No caminho até o bar, por um momento penso em andar em direção à porta e ir embora. Adoro Spence e Tone, Spencer em especial, e imagino que seja mútuo, ainda que nunca tenhamos declarado nada a respeito, pelo menos não sóbrios. Mas, no meu aniversário de 18 anos, Spencer e Tone me amarraram pelado no fim do píer de Southend e me enfiaram laxante goela abaixo. Então, é um amor que se expressa de maneiras não convencionais.

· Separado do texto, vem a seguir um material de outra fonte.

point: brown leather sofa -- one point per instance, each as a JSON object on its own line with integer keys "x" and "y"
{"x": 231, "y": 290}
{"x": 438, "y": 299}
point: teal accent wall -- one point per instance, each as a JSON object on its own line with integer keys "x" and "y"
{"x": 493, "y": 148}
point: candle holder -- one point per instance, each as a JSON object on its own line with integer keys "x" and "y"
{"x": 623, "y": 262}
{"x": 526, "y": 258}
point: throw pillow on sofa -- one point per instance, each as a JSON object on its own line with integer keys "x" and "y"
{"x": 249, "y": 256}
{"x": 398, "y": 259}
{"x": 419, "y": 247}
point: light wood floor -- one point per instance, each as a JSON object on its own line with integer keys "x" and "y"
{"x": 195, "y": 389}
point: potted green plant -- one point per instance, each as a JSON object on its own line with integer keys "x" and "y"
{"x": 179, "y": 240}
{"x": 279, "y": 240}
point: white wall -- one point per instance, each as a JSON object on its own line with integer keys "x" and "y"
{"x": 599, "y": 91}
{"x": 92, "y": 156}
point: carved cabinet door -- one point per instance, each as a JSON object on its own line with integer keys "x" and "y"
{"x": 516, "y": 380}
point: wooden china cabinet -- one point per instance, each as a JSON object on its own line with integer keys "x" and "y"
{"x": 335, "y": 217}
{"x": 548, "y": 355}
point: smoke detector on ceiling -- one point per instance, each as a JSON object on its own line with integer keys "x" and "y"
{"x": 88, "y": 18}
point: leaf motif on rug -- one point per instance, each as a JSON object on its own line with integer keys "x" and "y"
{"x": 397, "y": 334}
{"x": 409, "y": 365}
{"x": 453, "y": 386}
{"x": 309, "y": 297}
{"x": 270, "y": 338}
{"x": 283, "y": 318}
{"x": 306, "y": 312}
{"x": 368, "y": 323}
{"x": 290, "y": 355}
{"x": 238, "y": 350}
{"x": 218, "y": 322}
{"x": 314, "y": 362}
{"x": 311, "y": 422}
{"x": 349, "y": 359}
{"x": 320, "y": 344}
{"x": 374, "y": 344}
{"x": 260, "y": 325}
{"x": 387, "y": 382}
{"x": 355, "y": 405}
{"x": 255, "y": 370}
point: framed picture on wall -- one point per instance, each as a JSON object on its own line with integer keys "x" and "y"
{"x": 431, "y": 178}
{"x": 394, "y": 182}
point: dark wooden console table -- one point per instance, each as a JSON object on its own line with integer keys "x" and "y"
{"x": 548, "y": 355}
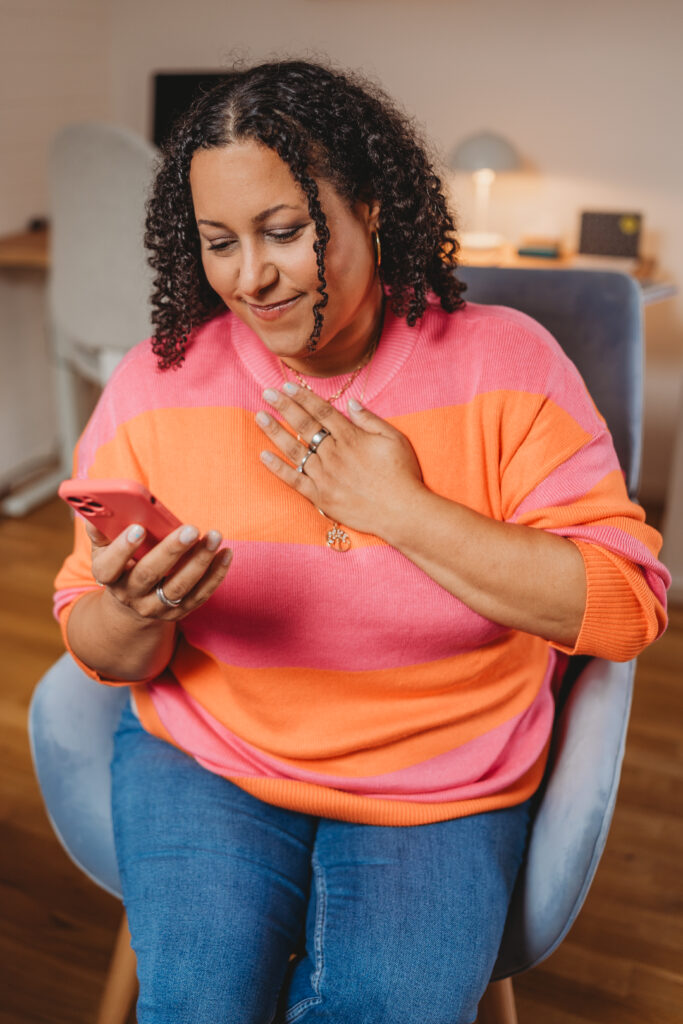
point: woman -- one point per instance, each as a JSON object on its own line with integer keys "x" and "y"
{"x": 332, "y": 752}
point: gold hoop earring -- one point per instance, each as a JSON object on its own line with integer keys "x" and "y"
{"x": 378, "y": 248}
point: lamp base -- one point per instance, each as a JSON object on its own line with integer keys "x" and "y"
{"x": 481, "y": 240}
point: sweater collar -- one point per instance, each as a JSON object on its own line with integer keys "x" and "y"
{"x": 396, "y": 344}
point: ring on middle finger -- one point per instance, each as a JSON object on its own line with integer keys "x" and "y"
{"x": 317, "y": 438}
{"x": 300, "y": 467}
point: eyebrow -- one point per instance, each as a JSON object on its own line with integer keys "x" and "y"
{"x": 258, "y": 219}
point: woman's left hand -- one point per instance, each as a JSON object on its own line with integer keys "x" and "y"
{"x": 363, "y": 473}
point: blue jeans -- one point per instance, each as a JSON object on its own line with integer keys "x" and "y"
{"x": 389, "y": 925}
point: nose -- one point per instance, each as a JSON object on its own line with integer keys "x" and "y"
{"x": 257, "y": 271}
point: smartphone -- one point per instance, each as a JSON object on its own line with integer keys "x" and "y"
{"x": 113, "y": 505}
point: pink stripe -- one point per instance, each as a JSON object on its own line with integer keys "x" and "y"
{"x": 410, "y": 617}
{"x": 66, "y": 596}
{"x": 573, "y": 478}
{"x": 478, "y": 768}
{"x": 497, "y": 349}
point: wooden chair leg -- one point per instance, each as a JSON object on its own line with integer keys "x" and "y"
{"x": 498, "y": 1004}
{"x": 121, "y": 983}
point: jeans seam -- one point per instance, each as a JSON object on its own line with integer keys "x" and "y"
{"x": 295, "y": 1012}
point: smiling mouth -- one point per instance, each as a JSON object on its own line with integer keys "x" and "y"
{"x": 272, "y": 309}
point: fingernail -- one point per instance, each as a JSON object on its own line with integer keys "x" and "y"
{"x": 212, "y": 540}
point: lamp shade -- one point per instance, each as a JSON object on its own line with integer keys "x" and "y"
{"x": 484, "y": 151}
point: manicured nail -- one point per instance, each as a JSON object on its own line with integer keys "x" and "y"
{"x": 212, "y": 540}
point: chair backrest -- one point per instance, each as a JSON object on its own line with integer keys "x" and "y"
{"x": 597, "y": 318}
{"x": 100, "y": 283}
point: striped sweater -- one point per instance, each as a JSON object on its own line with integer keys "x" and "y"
{"x": 350, "y": 685}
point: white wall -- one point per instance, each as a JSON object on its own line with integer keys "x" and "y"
{"x": 589, "y": 92}
{"x": 53, "y": 69}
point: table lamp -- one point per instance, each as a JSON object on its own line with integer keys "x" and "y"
{"x": 483, "y": 155}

Quando volto, estão falando sobre a vida sexual de Tone. Por isso, sei que vou estar mais ou menos seguro pela próxima hora. Garçonetes, cabeleireiras, professoras, irmãs de amigos da escola e até mães — parece que ninguém é imune aos encantos nórdicos de Tone. A lista não tem fim e os detalhes são explícitos, e, depois de um tempo, começo a sentir como se precisasse de um banho, mas tem alguma coisa atraente em Tone, que não é sensibilidade nem ternura ou consideração. É muito fácil imaginar ele esfregando os dedos com força na cabeça da namorada depois de fazer amor. Fico imaginando, mas não pergunto, se Tone está fazendo sexo seguro, mas desconfio de que ele acha que sexo seguro é coisa de bunda-mole, assim como cintos de segurança e capacetes. Mesmo se fosse jogado de um avião, Tone acharia que paraquedas é coisa de bunda-mole.